Asanga’s Presentation of Fifty-one Mental Factors
A network of mental factors accompanies each moment of our mental consciousness. Some mental factors are always there. There’s a standard list of fifty-one that we find in the Indian author Asanga’s presentation. There are other presentations of it: there is one in Theravada, and Vasubandhu has another presentation. They overlap in many ways, although a few things are added or left out. What one needs to appreciate is that these fifty-one in the list that we’ll look at here is just the main ones. It doesn’t include everything.
The example that we can use for understanding that is a very large pie that we can divide into fifty-one pieces two ways. One is to divide the whole pie into fifty-one pieces and the other is to divide part of the pie into fifty-one pieces and then there’s a lot left over. The second example is more fitting to the presentation of fifty-one mental factors. This is because, for instance, they don’t include compassion. Obviously, compassion is a mental factor. Why the fifty-one that are there were chosen and others were left out, I really have no idea and have never seen an explanation of that.
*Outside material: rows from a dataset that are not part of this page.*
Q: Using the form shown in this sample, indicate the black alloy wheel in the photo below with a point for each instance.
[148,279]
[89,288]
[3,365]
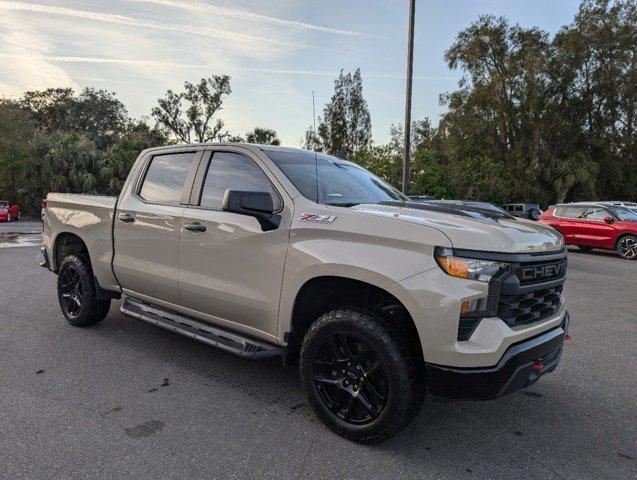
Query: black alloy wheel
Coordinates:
[350,378]
[362,374]
[627,247]
[77,292]
[71,291]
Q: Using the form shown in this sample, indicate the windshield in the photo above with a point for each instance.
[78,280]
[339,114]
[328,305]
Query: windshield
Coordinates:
[339,181]
[624,213]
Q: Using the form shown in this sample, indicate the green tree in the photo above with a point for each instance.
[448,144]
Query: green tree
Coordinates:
[264,136]
[95,113]
[189,115]
[17,132]
[345,127]
[123,152]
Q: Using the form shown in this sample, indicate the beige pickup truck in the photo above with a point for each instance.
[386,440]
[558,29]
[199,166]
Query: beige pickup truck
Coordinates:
[267,251]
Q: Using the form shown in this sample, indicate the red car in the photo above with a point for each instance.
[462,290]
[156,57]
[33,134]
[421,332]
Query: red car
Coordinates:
[594,225]
[9,212]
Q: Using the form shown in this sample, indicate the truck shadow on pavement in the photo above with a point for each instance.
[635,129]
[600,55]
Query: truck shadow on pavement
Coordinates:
[541,427]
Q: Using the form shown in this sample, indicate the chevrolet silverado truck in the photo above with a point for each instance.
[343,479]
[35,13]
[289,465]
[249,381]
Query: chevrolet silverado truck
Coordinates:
[267,251]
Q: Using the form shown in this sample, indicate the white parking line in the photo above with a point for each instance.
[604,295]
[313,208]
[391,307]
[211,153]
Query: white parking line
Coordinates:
[12,240]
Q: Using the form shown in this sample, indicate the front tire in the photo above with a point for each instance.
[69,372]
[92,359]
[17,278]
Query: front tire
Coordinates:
[360,375]
[77,294]
[627,247]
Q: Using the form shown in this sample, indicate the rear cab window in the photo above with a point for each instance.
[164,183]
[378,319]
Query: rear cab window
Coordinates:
[166,177]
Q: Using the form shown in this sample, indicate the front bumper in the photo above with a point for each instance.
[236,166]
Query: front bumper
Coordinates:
[521,365]
[43,258]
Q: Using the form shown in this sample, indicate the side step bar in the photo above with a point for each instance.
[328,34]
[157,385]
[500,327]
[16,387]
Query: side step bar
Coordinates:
[231,342]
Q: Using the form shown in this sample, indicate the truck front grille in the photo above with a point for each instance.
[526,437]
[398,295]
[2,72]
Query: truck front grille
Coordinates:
[529,307]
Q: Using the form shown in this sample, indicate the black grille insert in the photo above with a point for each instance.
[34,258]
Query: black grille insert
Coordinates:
[529,307]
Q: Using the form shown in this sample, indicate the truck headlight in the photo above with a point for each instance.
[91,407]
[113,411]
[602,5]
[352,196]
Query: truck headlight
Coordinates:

The first time that I saw this list of mental factors, it was presented as a hundred or hundred and one.
I’ve never heard of a list with those numbers, but why not? However, it’s not in the standard Abhidharma texts. Everyone studies two Abhidharma texts, Abhidharmakosha by Vasubandhu and Abhidharmasamuccaya by Asanga. These are the main sources; the Theravada may have their own sources. Each of the eighteen schools of the original Hinayana have their own Abhidharmas. Each of them has a different listing of these mental factors as does the Bon tradition, many of which correspond to the Buddhist ones and several of which aren’t included in any of the Buddhist lists.
There are all these different presentations; nothing special. Of course, we will have different presentations; why not? There are 84,000 dharmas, things that can be known. Dharma is defined as something that holds its essential nature. A distinct thing that isn’t made into a solid thing. There are 84,000 – the number usually mentioned in the sutras – so why not a hundred and one.
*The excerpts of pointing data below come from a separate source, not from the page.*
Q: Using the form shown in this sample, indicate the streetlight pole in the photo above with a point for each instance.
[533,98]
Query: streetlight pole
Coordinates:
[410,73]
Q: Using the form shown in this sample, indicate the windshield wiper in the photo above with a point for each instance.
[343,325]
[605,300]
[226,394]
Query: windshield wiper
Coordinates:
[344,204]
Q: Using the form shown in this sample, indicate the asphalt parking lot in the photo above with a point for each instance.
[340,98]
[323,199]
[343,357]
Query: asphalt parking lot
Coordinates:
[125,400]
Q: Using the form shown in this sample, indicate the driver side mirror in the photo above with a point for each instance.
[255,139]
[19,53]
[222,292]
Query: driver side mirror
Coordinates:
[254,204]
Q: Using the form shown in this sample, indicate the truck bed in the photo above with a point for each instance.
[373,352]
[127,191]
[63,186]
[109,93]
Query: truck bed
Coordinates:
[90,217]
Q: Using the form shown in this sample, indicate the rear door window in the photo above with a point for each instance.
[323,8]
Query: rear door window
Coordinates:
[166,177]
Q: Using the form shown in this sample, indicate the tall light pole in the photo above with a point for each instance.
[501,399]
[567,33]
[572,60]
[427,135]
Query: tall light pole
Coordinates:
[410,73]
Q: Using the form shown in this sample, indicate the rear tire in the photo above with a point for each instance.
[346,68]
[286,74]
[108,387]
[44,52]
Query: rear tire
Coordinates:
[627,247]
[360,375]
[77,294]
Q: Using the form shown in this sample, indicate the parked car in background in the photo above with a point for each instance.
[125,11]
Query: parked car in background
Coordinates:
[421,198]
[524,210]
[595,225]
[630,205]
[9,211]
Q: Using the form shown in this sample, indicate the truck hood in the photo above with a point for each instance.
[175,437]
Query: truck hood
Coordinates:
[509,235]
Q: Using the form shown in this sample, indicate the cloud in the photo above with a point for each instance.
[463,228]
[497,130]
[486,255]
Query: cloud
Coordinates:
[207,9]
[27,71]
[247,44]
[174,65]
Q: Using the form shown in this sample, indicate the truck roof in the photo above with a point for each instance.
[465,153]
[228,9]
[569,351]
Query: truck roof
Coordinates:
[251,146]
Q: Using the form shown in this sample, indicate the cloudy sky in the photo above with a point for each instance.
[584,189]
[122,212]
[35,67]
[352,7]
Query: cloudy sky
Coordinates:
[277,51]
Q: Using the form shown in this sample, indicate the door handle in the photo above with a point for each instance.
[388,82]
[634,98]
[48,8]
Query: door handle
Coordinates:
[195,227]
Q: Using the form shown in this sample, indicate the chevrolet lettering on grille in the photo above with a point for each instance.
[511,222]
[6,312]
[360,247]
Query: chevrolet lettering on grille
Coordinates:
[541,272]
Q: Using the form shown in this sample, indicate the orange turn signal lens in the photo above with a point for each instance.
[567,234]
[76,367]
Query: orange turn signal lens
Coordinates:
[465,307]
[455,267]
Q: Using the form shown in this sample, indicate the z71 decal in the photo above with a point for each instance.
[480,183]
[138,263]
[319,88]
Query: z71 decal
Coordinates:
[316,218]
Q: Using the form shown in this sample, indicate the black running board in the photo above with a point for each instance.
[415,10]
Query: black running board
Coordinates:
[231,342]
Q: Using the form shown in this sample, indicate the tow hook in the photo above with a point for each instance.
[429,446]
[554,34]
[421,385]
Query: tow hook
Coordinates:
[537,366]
I just got an email from someone in Russia asking for the list of the 84,000 [laughter]. I will have to disappoint him.
Five Congruent Features
As mentioned, a network of mental factors accompanies each moment of primary consciousness and shares five congruent features with the primary consciousness it accompanies. As taught in high school geometry, there are congruent triangles that share the same shape and angles and so on. Reviving high school geometry, we can use that word in that they share five things in common. Remember the analogy is the chandelier.
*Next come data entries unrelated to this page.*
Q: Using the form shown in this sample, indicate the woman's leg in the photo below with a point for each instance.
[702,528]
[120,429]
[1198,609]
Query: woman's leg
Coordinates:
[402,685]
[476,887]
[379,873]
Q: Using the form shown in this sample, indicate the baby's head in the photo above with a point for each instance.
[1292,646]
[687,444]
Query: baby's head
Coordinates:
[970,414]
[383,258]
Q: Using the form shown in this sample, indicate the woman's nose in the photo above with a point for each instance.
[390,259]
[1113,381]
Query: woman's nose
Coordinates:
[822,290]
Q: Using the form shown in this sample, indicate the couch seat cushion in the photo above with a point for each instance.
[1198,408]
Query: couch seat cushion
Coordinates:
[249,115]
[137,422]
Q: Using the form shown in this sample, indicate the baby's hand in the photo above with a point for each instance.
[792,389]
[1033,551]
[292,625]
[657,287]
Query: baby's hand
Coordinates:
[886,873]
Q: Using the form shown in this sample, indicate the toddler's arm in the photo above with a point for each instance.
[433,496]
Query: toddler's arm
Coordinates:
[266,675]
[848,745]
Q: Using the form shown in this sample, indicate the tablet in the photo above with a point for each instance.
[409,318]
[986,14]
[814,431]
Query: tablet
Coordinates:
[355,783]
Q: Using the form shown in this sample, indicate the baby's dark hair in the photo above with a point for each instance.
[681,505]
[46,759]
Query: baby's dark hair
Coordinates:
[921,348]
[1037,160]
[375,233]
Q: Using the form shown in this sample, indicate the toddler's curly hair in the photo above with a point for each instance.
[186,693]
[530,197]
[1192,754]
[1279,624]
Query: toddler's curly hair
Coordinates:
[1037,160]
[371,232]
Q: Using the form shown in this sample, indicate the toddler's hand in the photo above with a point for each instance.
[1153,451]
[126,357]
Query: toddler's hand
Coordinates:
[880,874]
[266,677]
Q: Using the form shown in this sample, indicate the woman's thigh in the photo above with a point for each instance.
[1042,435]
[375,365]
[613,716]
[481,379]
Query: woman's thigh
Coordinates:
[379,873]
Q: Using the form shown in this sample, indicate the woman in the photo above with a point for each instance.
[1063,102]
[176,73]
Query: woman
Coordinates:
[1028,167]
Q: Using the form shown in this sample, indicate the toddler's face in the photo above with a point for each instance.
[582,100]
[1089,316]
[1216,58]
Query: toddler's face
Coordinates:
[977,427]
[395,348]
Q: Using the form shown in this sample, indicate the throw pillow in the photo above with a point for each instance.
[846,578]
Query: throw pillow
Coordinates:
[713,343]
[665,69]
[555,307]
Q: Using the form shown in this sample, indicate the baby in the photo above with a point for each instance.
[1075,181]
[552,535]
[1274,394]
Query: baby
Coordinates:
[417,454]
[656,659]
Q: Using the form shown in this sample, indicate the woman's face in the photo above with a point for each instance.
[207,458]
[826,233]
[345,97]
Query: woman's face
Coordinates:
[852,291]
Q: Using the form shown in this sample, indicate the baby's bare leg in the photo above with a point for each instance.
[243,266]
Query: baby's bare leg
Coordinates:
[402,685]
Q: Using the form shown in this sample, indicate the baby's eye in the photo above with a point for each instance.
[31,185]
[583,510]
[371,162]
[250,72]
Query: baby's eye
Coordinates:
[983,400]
First, they share the same reliance. With the chandelier, the main bulbs and the little bulbs all around it all share the same electricity, all focused on the same object. It is a similar thing with the primary consciousness and mental factors. This is usually referred to as mind and mental factors, but it’s actually consciousness and mental factors.
They also all rely on the same cognitive sensor, the sensors, meaning, for instance, what senses that a light has been turned on or a door has opened. They are the photosensitive cells of the eyes, sound-sensitive of the ears, smell of the noise, taste of the tongue, physical sensation of the body except for fingernails, hair and hemorrhoids. I won’t tell you how I found that out. Just a little factoid to throw out at people. For the mind, the immediately preceding moment is the sensor or what’s called the dominant condition for the arising. It is the dominant condition that affects what is going to be a sight, sound, smell or taste. For the mind, it’s the previous moment that determines that the next moment is also going to be mental. With the mental factors, whether we’re talking about sense perception or just thinking, all the mental factors from the mental consciousness rely on the same cognitive sensor.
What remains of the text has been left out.